What loses sight of the wholeness of experience? Is there something separate from experience that is somehow observing it? Can you find this observer?
ah good point - within the thinking it is assumed there is a Me that tracks what is in awareness, by a thinking-echo - well really by thoughts about my conceptions of the experiences; that process gets displaced sometimes, and when it returns its story is that the Me was "lost in thinking" and had lost sight of the idea of wholeness it was maintaining. Actually nothing happened, there had been sensations and thinking, then just thinking - but it's all awareness, the "wholeness of awareness" doesn't need to be tracked by thinking, it is there anyway, there is no-one to "keep sight of it"
You said: "you never lose sight of the wholeness of experience as it arises in awareness." and "notice how different aspects of experience arise and recede but don’t follow them, don’t grasp on to them. Don’t label them" but I know there must have been grasping and labelling of the elements of the "symphony", as the way of keeping sight of the wholeness of awareness. In other words this was a thinking process - hence its interruption by other thoughts.
Not sure what you mean here about awareness "being thinking"?
"Awareness being thinking" - I mean the presence of awareness being thinking rather than being sensations in other senses. We always know awareness as being something, there must be some appearance which is known, this can be the appearance of thinking. In your metaphor, you can never find the objects without the screen or vice versa.
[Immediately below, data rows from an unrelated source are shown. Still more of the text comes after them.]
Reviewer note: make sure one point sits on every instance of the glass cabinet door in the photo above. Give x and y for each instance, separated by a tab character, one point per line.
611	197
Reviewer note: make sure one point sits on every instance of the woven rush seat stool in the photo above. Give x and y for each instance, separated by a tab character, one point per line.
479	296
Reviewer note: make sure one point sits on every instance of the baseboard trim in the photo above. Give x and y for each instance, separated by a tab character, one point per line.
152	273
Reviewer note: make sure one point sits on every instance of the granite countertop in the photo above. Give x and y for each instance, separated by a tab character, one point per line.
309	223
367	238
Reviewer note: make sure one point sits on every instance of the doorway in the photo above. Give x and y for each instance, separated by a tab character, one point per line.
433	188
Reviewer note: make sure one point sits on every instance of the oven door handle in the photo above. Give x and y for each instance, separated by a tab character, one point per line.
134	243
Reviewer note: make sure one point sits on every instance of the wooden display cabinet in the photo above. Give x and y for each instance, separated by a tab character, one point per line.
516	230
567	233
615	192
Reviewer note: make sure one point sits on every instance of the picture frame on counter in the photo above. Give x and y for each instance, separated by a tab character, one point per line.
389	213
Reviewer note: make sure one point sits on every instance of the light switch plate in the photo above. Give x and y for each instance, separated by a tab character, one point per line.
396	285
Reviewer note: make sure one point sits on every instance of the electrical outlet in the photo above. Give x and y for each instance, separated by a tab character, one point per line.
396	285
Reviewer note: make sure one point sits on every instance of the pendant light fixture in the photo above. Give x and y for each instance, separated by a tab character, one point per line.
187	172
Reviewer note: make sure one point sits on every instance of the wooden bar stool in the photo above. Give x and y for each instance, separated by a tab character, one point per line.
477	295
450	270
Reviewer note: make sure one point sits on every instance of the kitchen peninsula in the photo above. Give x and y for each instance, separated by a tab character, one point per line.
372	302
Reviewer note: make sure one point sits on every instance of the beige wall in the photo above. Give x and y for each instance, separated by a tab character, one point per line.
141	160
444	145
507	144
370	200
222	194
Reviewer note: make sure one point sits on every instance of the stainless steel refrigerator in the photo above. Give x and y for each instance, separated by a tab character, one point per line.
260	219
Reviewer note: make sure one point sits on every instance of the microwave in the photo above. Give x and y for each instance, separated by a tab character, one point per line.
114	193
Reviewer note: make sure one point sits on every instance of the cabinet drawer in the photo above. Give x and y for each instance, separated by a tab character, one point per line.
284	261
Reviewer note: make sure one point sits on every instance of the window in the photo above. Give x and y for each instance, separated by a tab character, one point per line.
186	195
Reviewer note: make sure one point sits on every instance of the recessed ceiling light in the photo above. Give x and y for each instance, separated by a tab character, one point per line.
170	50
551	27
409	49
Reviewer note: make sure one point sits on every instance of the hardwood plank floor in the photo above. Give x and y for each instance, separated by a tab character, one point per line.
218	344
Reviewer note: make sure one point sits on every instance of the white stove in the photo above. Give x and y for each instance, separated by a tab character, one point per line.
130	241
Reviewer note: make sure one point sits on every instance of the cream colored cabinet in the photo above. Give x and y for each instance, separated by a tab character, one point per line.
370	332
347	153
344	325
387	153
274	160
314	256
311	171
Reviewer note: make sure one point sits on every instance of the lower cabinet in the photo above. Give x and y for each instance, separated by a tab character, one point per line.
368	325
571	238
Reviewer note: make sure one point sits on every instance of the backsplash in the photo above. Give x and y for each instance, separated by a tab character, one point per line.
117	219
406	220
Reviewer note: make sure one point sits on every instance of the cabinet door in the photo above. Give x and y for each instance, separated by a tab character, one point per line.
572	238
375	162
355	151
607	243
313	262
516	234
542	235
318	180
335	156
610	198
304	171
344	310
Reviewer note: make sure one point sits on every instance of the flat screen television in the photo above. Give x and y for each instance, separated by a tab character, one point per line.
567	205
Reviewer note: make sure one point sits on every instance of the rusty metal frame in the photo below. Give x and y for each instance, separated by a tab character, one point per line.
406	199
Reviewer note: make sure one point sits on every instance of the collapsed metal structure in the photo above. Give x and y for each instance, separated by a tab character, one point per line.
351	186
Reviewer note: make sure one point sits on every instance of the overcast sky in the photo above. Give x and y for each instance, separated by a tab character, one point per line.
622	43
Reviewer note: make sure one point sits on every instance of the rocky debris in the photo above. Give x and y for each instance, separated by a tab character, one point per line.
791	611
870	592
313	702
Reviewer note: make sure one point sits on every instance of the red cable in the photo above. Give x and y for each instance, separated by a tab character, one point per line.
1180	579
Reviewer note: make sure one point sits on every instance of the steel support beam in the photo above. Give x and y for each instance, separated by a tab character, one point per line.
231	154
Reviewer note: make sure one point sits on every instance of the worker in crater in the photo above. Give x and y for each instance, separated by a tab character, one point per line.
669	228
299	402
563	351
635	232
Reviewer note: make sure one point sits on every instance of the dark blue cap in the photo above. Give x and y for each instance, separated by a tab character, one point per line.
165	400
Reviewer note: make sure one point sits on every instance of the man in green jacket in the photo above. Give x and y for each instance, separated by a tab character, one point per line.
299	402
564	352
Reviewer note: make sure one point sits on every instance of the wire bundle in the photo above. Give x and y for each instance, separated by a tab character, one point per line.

Can I notice the wholeness of awareness without making this a thinking-watching process? Can thinking end a train of thought without the thought: "I was thinking, I was distracted from the process of noticing awareness"? I already know there is no I that could keep a separate view of the changing appearances, watching everything including thoughts. Yet when the thought occurs to notice the wholeness of awareness, the assumption jumps back that "I" can do this.